Value.able: Roger Montgomery
Times are tough, and investors need to be careful where they tread
Australia’s first dairy cows arrived in 1788 with the First Fleet. Understandably, poor grazing country, a lack of refrigeration and the overriding need for meat saw cows eaten and the nascent dairy industry put on hold. Towards the end of the following century, as refrigeration become more advanced and milk and its by-products could be stored and transported, co-operatives were established to process and market produce.
The industry was originally regulated to organise the export of Australia’s dairy products. In the 1980s and 90s, state governments controlled pricing for fresh milk and state dairy corporations were established to regulate quality and production. The result was that farmers who sold their milk into the domestic market received better prices than those who exported it.

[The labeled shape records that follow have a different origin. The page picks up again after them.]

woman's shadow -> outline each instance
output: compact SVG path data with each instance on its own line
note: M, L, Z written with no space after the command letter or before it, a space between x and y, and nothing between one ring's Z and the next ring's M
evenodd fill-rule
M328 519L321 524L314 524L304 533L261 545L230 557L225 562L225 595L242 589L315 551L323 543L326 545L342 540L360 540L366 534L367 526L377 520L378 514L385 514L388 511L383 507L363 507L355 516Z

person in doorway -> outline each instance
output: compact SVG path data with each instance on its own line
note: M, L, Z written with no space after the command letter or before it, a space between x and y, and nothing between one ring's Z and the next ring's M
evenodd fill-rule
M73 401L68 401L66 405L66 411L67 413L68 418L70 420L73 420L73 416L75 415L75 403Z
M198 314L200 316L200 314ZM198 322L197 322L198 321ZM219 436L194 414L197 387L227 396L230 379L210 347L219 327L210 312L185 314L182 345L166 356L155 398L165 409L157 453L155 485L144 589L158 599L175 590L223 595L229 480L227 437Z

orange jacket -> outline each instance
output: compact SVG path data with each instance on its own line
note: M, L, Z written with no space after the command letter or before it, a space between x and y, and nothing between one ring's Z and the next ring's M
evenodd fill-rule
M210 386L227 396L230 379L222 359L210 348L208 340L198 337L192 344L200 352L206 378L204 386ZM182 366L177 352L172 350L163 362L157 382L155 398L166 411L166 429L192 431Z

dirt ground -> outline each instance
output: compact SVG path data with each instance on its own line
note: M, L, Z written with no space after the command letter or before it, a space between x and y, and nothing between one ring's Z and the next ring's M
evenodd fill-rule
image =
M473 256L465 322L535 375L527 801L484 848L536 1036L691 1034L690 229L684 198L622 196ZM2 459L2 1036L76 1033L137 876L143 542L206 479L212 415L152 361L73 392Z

With prices needing to fall, the deregulation of the industry occurred in 2000. In the 17 years since then, the co-ops were gradually incorporated (Bega Cheese) or sold (Dairy Farmers).
In Australia 6102 dairy farms manage 1,663,000 dairy cows and employ just under 40,000 people. The average dairy farm therefore holds 273 cows, each producing 5669 litres of milk a year. That’s 9.5 billion litres of raw milk production, and 321,900 tonnes of milk powders, 344,300 tonnes of cheese and 118,600 tonnes of butter, according to Dairy Australia.
Behind the wheat and beef industries, the dairy industry, which is heavily reliant on water (many operators contend dairies are simply “grass conversion” factories), ranks third largest with a gross value of $4 billion. And with 66% of production the dairy industry is concentrated in Victoria. But Victorian production is seasonal and tends to supply the export market. Year-round domestic supply is typically serviced by New South Wales.
Australia is only a small producer, manufacturing just 2% of global dairy produc- tion. However, 34% of our milk production is exported, earning $3 billion and making Australia the third largest exporter.
In 2001 the industry was deregulated and, unsurprisingly, a rationalisation (a euphemism for the financial hardship of thousands of people despite $1.73 billion being paid to farmers for restructuring) has occurred, leaving a core of more efficient producers that are trying to compete against heavily subsidised international competitors.
Australian milk prices are based on milk fat and protein content and prices received by farmers vary by manufacturer, by state and by farmer, who must negotiate a range of incentives and penalties implemented by processors and related to quality, productivity and ability to supply out of season.
Last season was described by many as “tough” for dairy farmers, with the impact of low international prices being compounded by a step-down in farm-gate prices. “Tough”, however, understates the situation, with many operators going to the wall. Margins for farmers are typically low and even negative. More recently, modest growth in milk production, generally favourable seasonal conditions and contained input costs all pointed to the industry entering a “recovery phase”, according to the latest Situation and Outlook report from Dairy Australia.
In the longer term the growing global population, along with increasing per capita annual consumption (from 101kg per person a year in 2005 to 111kg in 2015) should bode well for Australia’s high-quality products. Moreover, while annual cheese consumption in Japan is between 2kg and 4kg per capita, and close to 2kg in Korea and Taiwan, it is currently less than 100 grams in China.
The only limitation is that world dairy trade represents just 8% of total global production; Australia is responsible for just 6% of this global traded dairy, and therefore there are many competitors. But it is also worth noting that Victorian farmers are some of the lowest-cost producers globally, and Australia’s competitive position is enhanced to some extent by a lower dollar.
Investors in the sector should also be aware of Murray Goulburn’s impact on the supply chain. In early 2016 Murray Goulburn implemented a raw milk pricing mechanism that was designed to provide unitholders, along with farmers, exposure to increases in the realised profit per unit of milk solids. The structure, however, inadequately rewarded the unitholders for capital investments they made that were necessary to grow the company’s branded product capacity. The milk price and NPAT (net profit after tax) formula largely rewarded farmers, through high raw milk prices, for the returns generated by capital investment made by the company and its unitholders.
While dairy farmers became accustomed to processors announcing a season-opening price along with a forecast closing price, with regular “step-ups” through the season, Murray Goulburn and Fonterra, on realising the flaw in the model, cut the prices towards the end of the season, causing financial hardship and triggering legal action by the Australian Competition & Consumer Commission for alleged unconscionable conduct.
With the argument that there is money to be made in farming, but not by farmers, local operators have no choice but to become more efficient or leave. To that end, some operators claim that the sale or break-up of operator Murray Goulburn is the catalyst required to encourage further consolidation.